Unterhalb der Armutsschwelle lebten 10,5 bis 11 Prozent der Gesamtbevölkerung.
«Deutschland liegt hier leicht über dem OECD-Durchschnitt», sagte Michael Förster
vom OECD-Direktorat für Beschäftigung, Arbeit und Soziales am Montag in Berlin.
Dänemark und Schweden erreichten nur einen Wert von 5 Prozent. Deutschland gehöre mit
Tschechien, Kanada und Neuseeland auch zu den Ländern, in denen die Kinderarmut am
stärksten gewachsen sei.
Alleinerziehende und Kinder sind der Studie zufolge überdurchschnittlich, Rentner
dagegen unterdurchschnittlich von Armut betroffen. In Bezug auf die Armutsrisiken
spiele Erwerbslosigkeit eine große Rolle. Deutschland weise im OECD-Vergleich die
höchste Rate an Haushalten ohne erwerbstätige Person auf.
Als von Armut bedroht gelten nach der OECD-Definition Menschen mit weniger als 50
Prozent des mittleren Einkommens im jeweiligen Land. Dabei wird nicht der Mittelwert
aller Einkommen herangezogen, sondern der deutlich niedriger liegende Median, der die
gesamte Bevölkerung genau in der Mitte in zwei gleich große Gruppen teilt.

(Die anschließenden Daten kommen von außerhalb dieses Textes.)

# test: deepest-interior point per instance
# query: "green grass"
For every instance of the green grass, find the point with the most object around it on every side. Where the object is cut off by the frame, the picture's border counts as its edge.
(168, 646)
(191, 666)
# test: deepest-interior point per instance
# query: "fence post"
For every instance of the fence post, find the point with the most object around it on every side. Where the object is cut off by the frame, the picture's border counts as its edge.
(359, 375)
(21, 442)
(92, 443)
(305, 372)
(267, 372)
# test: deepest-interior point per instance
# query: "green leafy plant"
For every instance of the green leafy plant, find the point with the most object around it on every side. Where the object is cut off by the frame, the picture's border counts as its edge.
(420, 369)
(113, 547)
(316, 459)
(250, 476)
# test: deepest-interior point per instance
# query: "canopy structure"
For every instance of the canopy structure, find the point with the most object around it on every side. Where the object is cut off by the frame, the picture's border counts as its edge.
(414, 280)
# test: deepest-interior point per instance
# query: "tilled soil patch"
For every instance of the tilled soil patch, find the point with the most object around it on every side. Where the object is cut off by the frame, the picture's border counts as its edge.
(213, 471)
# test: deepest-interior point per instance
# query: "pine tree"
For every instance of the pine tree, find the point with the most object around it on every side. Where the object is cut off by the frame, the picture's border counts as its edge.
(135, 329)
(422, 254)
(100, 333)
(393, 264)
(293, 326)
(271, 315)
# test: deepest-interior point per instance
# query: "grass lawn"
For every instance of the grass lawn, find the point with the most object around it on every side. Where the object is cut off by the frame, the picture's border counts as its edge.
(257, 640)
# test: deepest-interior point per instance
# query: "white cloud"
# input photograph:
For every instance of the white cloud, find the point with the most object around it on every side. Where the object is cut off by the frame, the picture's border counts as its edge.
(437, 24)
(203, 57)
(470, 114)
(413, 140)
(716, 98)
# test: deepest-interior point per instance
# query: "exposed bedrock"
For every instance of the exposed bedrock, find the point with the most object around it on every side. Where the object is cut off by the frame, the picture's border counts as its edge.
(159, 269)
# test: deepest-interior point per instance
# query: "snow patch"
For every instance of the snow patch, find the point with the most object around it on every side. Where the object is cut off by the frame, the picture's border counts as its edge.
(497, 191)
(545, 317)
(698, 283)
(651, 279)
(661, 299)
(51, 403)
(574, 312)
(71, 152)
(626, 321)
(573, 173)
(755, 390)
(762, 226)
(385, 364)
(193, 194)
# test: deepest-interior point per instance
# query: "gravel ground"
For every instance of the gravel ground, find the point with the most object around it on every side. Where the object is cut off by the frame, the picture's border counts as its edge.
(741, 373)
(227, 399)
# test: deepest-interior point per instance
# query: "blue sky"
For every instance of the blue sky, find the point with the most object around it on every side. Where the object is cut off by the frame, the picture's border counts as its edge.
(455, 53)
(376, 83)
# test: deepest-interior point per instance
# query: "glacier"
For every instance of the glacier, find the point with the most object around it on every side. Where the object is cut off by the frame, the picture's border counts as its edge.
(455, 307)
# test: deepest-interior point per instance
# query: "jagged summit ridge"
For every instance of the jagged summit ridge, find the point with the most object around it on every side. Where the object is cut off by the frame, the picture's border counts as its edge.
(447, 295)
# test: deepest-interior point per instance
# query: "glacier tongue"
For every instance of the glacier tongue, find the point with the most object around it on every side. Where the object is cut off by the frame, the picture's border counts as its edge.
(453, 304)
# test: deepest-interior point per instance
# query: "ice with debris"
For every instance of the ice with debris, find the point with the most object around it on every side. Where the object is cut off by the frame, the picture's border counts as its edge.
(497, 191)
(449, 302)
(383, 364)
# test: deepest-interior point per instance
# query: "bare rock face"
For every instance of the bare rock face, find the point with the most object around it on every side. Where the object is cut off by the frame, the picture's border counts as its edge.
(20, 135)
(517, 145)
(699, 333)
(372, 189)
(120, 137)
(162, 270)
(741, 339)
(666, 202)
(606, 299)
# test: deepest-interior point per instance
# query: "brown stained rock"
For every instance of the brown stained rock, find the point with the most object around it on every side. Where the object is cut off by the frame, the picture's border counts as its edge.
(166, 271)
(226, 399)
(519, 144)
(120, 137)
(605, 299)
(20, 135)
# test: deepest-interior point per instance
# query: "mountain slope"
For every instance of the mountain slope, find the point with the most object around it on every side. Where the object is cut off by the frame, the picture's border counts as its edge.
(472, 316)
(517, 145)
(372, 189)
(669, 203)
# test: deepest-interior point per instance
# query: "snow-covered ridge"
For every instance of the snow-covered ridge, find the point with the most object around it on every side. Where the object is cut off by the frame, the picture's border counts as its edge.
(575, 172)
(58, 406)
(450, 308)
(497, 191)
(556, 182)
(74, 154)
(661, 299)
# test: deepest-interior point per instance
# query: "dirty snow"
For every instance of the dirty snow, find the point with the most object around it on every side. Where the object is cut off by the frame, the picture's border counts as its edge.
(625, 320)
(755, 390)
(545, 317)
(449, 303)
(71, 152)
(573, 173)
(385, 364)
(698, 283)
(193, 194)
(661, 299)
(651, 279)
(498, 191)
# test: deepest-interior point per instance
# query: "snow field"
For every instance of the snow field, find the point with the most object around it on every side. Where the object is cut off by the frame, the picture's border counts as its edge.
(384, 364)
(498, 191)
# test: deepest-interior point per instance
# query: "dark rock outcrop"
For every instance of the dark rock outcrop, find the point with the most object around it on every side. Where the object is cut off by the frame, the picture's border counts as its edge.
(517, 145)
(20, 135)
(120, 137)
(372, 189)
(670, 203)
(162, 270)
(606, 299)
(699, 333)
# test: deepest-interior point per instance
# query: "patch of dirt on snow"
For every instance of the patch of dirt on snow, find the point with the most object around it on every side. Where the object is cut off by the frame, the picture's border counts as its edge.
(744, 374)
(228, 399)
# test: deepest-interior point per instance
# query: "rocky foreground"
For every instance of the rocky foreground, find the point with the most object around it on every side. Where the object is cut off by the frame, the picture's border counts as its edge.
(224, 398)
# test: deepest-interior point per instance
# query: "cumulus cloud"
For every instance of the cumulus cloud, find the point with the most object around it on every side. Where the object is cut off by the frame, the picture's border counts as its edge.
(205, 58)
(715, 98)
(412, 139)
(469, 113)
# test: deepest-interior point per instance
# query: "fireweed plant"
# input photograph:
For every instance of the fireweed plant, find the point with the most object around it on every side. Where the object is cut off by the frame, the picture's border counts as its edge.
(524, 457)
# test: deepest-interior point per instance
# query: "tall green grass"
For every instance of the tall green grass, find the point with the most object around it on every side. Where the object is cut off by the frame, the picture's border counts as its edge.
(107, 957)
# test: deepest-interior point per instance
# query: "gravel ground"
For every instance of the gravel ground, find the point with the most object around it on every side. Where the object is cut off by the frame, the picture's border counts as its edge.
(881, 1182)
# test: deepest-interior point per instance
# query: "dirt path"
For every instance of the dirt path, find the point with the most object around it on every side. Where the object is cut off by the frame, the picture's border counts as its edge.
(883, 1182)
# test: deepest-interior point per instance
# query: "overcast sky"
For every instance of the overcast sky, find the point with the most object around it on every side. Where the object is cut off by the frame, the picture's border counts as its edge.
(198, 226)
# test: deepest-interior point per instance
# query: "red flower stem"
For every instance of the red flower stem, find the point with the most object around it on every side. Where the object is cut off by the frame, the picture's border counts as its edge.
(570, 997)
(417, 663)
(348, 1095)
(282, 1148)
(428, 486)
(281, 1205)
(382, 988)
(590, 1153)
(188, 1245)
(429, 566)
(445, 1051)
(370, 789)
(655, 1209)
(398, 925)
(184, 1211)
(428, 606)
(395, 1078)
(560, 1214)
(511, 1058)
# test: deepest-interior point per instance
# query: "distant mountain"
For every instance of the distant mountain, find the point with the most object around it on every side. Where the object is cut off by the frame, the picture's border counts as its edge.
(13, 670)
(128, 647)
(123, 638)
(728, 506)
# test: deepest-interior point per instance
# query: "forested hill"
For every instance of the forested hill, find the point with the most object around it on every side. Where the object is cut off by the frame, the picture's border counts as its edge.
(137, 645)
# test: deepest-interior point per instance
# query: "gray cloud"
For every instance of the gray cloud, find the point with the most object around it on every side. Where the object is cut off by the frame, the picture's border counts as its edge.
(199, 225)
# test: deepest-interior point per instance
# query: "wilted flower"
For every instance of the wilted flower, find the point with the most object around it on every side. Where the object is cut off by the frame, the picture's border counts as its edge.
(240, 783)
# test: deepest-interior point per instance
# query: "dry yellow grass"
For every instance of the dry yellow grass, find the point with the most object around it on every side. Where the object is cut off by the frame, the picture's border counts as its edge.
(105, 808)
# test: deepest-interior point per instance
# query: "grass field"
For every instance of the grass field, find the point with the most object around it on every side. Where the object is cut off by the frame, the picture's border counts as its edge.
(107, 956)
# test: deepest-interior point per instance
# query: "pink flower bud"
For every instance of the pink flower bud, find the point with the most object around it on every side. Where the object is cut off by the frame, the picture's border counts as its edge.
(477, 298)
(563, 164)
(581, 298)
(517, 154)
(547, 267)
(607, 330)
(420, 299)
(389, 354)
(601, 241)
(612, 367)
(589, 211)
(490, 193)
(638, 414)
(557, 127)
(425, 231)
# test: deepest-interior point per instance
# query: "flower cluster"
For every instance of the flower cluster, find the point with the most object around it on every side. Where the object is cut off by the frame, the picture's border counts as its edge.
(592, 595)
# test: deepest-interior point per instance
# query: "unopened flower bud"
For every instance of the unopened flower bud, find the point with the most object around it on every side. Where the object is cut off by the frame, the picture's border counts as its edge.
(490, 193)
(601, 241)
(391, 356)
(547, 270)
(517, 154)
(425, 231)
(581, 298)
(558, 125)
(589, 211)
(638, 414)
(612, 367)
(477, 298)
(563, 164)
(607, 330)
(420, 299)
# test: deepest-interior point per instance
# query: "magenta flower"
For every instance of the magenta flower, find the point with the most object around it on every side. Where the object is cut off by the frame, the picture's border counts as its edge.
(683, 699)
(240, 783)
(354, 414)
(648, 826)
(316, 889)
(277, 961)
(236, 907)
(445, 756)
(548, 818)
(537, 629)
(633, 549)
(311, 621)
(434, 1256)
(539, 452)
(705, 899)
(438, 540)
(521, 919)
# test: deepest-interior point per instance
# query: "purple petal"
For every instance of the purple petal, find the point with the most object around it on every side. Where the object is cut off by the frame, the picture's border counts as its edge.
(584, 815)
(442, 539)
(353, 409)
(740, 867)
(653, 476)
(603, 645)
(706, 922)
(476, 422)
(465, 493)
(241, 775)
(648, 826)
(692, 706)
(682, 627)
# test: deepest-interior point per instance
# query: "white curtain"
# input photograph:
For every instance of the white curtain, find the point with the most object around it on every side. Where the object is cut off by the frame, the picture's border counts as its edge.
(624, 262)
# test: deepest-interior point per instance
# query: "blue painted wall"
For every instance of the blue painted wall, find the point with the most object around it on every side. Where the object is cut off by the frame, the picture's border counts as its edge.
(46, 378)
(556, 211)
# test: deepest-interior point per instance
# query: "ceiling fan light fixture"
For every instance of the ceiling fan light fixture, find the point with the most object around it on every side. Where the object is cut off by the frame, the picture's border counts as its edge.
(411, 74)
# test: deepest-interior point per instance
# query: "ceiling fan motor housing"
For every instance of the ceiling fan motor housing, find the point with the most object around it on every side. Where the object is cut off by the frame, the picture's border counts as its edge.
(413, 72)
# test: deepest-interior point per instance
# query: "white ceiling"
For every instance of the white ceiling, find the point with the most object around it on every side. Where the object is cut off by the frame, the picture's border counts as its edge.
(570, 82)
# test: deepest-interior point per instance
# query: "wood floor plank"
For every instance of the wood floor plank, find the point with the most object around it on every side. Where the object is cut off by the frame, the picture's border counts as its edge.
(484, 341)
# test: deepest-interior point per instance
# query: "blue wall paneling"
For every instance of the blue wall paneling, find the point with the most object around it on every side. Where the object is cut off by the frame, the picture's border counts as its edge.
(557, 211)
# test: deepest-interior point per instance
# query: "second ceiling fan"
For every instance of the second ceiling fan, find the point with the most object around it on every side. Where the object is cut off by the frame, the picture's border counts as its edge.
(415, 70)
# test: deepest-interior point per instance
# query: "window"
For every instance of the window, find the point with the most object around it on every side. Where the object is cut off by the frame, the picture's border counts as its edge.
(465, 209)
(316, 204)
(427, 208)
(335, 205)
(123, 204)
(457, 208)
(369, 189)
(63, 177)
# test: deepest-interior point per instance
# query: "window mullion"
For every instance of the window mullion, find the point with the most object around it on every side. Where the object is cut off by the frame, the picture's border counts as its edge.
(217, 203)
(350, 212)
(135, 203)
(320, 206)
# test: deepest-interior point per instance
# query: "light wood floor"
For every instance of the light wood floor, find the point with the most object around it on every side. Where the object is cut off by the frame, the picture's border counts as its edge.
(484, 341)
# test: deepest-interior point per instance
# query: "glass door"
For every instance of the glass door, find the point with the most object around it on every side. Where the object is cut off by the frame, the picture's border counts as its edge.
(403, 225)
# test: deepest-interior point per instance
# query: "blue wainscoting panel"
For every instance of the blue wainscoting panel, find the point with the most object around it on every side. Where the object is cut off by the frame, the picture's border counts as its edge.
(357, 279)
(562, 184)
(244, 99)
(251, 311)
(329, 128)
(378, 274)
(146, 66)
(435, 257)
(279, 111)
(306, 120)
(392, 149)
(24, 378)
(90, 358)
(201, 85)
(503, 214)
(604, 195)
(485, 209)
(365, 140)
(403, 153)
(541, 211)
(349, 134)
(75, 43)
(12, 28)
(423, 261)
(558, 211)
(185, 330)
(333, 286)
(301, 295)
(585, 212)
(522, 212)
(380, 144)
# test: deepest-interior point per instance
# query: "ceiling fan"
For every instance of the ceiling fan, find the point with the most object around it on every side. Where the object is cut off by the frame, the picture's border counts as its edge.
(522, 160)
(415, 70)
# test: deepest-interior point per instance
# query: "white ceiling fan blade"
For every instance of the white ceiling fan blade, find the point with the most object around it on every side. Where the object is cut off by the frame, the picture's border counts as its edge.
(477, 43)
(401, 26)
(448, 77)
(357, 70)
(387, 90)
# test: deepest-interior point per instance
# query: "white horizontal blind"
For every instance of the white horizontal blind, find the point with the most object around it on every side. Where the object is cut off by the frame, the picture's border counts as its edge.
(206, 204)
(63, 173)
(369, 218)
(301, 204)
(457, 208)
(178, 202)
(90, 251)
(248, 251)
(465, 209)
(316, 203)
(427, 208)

Im OECD-Durchschnitt liegt das Armutsrisiko in Haushalten, in denen keine Person
arbeitet, den Angaben zufolge bei etwa 30 Prozent. Bei einem Einkommen im Haushalt
senke es sich auf 12 bis 13 Prozent und bei mehreren auf 3 Prozent. In Deutschland
dagegen sei die «Einkommensarmutsrate der Haushalte ohne Erwerbseinkommen bei 40
Prozent», erklärte Förster. Bei einem Einkommen sinke es auf 7 bis 8 Prozent, bei
mehreren auf 1 Prozent.
Im Jahr 2006 hat sich die Einkommensungleichheit in Deutschland laut dem Deutschen
Institut für Wirtschaftsforschung (DIW) weiter verschärft. Ein Jahr später, angeregt
durch den konjunkturellen Aufschwung, habe sich die Lage wieder verbessert. «Was in
absoluten Zahlen bedeutet, dass 1,2 Millionen Menschen in Deutschland aufgrund der
verbesserten Arbeitsmarktsituation nicht mehr von Armut betroffen sind», sagte Markus
Grabka vom DIW.
Die konjunkturelle Entwicklung stelle sich seit Mitte 2008 aber wieder deutlich
negativer dar. Die Arbeitsmarktstrukturen hätten sich in den vergangenen zehn Jahren
mit mehr Leih- und Zeitarbeit sowie geringfügiger Beschäftigung stark verändert.
Diese Beschäftigten «werden jetzt im Rahmen des konjunkturellen Abschwungs relativ
schnell aus dem Arbeitsmarkt hinauskatapultiert werden. Was unserer Einschätzung nach
das Ausmaß an Einkommensarmut für das Jahr 2009 wieder steigen lässt», sagte Grabka.